A display IS NOT pinball. DMD games didn't become popular because of the displays; they became popular because of what's going on with the playfield. Games of that era brought more bold designs, rulesets, toys, and other playfield innovations. The DMD is almost irrelevant.
That's not true. The display is just as much part of the sensory experience of a pinball machine as the playfield itself. It will not kill the game if some of the focus is moved to the backbox. It would certainly improve the attract mode, and for mode starts and video modes, it could prove more exciting as well. I like the effect of keeping track of progress on WOZ, but I think it's split up poorly. I don't think the RAINBOW targets need an entire quadrant, for instance.
Let's encourage design advancement and progression there, not on a superfluous piece of eye candy located in the backbox.
What exactly is there left to do on the playfield? Another magnet? Another diverter? More upper/lower playfields? More lights? It's all been done before. An LCD screen and its respective attractions are the only thing that I see in a modern machine that help it stand out from the 90s B-W pins that seem to get so much attention. Maybe you put the LCD in the playfield itself, like what Heighway has done, or Captain Nemo.
Well, that's because you're sitting in the Pacific Northwest, which is an outlier in terms of interest. I live in the Midwest which is...OK outside of Chicago. There's Marvin's Museum. There's Pinball Pete's, but that isn't really kept up well. Otherwise, it's just one pin here, two pins there, and you're never sure of the maintenance.
Quoted from Ilthuain:You're looking at the wrong locations. The future is at bars, not family friendly arcade/restaurant hybrids.
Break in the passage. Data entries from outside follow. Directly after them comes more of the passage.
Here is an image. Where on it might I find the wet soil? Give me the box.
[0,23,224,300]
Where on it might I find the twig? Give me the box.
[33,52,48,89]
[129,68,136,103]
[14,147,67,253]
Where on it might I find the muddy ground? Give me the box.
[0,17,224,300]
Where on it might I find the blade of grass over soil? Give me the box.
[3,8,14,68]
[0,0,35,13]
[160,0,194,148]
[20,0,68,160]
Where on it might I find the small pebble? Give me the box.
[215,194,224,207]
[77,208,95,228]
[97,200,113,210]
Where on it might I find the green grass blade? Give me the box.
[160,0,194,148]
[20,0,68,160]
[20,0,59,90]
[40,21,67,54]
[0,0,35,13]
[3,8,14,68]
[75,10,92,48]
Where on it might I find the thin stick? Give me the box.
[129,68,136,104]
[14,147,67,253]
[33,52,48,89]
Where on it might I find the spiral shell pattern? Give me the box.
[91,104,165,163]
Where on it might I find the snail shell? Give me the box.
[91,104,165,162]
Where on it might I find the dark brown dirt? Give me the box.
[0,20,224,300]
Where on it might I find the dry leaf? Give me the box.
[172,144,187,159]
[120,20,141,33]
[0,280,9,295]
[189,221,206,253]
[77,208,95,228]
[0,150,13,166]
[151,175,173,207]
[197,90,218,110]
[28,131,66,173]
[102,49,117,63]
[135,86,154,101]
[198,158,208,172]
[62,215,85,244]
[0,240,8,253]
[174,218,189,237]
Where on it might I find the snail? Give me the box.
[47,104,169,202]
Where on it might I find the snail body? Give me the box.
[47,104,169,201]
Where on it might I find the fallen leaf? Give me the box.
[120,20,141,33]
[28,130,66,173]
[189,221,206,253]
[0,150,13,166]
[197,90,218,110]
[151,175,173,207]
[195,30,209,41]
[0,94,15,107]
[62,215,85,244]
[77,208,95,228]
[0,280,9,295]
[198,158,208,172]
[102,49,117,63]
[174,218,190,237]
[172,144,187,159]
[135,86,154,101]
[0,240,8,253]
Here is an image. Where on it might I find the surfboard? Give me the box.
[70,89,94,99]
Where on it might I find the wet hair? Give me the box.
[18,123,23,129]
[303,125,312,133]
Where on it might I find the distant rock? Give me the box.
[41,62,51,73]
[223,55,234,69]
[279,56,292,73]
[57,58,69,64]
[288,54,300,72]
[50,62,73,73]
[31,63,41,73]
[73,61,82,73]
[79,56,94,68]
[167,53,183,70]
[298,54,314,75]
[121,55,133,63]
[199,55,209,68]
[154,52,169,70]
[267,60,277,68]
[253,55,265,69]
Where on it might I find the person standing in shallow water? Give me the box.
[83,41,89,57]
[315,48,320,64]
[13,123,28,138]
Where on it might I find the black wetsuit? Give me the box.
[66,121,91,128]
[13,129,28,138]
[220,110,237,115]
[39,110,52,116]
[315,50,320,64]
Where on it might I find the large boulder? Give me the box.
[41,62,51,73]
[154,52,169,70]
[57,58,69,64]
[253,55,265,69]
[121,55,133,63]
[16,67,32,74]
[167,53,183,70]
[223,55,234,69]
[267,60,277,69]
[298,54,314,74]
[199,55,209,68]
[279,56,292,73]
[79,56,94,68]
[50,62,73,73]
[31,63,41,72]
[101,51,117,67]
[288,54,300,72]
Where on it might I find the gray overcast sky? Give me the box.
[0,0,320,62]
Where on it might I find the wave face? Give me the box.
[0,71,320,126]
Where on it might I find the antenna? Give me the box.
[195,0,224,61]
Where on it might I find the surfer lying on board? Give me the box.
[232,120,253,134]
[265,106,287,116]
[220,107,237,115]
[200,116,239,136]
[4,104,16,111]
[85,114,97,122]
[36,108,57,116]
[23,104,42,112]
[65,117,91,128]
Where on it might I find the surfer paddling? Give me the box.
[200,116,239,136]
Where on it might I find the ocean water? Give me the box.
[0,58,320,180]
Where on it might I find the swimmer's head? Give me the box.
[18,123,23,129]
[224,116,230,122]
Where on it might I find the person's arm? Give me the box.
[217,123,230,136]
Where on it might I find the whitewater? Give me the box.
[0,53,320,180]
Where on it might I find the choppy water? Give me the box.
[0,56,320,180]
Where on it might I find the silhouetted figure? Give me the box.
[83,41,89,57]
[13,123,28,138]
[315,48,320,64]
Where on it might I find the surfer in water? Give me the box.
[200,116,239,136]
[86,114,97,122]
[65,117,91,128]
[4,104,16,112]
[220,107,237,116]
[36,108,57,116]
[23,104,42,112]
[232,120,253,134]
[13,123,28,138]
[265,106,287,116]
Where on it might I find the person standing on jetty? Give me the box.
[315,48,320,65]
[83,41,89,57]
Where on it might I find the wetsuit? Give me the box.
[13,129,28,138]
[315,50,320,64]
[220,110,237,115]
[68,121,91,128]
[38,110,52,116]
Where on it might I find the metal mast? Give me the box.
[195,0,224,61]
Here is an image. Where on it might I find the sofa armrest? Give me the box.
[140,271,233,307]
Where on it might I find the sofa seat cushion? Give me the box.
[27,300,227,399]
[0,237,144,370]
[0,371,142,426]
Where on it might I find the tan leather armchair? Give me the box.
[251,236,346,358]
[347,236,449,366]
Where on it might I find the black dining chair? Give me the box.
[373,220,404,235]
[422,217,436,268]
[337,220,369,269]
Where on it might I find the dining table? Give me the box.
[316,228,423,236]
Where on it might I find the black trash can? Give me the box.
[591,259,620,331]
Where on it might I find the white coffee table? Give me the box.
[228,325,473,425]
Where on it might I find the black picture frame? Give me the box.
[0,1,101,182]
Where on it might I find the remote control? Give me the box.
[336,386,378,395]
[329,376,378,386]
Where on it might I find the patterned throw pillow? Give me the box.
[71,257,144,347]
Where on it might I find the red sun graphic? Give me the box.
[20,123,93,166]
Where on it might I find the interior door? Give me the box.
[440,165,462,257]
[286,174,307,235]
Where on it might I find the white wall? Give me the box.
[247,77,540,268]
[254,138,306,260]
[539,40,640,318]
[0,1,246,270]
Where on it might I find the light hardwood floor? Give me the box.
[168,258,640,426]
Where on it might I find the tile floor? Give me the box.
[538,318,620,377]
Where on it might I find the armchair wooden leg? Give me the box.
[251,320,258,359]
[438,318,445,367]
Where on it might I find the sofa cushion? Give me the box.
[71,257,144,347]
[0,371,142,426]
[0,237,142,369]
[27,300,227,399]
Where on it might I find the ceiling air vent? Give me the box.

Well, I'm looking at it from the standpoint of getting new kids as well as adults. No matter how many barcades open in metro areas, that's not going to affect tweens in the 'burbs. As much as I like pinball, I am not convinced that we aren't in a temporary boom or fad period. If these establishments do not work, we will have a few hundred routed pins and not much else to show for it. There were still new arcades opening in the early 90s when I was a kid, but by 2000 most of them were gone. There needs to be something for kids as well, because I think they represent the future, and after listening to the most recent edition of Coast2Coast, I think that Stern might be addressing it with their next license. Godspeed to them, but I think you will have another WOZ situation: the hard-cores will turn up their nose at it, while it does well on location.